Two-dimensional copper perovskites for barocaloric devices operating circa 100 ºC

Abstract

Current cooling systems and heat pumps use vapor compression cycles with hydrofluorocarbons (HFCs) as refrigerants. These devices are a major source of greenhouse gases due to their limited efficiency and the huge global warming potential (GWP) of HFCs when leaked into the atmosphere. In the search for a more sustainable and efficient future, there is growing interest in materials that exhibit first-order solid-solid phase transitions with significant latent heat. These materials are being explored for barocaloric devices for solid-state cooling and heating applications. Two-dimensional perovskites with the chemical formula [A]2BX4, where A is an organic cation, such as an alkylammonium chain, M is a divalent metal (B = Co, Zn, Cu, Mn), X is a halogen atom (X = Cl, Br), are emerging as excellent material candidates for these applications, as their chemical flexibility allows tuning of the crystal structure and transition properties (e.g., temperature and latent heat). Until now, two-dimensional halide perovskites have been prepared with up to 16 carbons in the alkylammonium chain, which exhibit energetic phase transitions at temperatures relatively close to room temperature for domestic applications. To develop heat pumps for industrial processes, research into materials that exhibit the barocaloric effect at higher temperatures (e.g., 80-120 ºC) has emerged.

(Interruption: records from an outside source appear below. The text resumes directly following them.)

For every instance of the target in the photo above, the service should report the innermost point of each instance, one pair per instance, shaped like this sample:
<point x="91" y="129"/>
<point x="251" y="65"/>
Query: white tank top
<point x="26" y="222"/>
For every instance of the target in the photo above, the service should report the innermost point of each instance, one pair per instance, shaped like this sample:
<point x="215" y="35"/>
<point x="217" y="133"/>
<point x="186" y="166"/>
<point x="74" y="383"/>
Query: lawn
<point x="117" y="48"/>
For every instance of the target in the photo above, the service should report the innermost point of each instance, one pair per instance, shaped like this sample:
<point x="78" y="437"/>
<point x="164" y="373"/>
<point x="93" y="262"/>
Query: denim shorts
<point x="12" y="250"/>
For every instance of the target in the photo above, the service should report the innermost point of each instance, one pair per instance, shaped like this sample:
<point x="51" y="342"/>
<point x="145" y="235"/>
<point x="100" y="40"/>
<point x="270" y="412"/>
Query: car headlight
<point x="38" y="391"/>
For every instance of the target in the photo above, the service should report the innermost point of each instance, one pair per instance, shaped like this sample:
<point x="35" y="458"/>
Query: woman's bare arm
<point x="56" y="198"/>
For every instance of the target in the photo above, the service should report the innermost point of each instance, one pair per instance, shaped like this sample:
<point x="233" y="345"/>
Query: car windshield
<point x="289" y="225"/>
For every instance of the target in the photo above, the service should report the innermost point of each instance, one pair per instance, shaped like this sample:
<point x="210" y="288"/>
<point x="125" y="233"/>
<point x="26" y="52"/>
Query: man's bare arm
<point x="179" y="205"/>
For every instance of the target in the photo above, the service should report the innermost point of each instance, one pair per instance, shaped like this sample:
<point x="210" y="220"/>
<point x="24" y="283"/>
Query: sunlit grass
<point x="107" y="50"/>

This work reports on the preparation of [Cn]2CuCl4 and [Cn]2CuBr4 (n =16, 18, 19, 20 and 22) and the characterization of the crystal structure by powder and single-crystal X-ray diffraction. Differential scanning calorimetry analysis of [C20]2CuBr4 and [C22]2CuBr4 show a large latent heat (60.5 J g-1 and 65.9 J g-1) at 98.1 ºC and 103.9 ºC, respectively.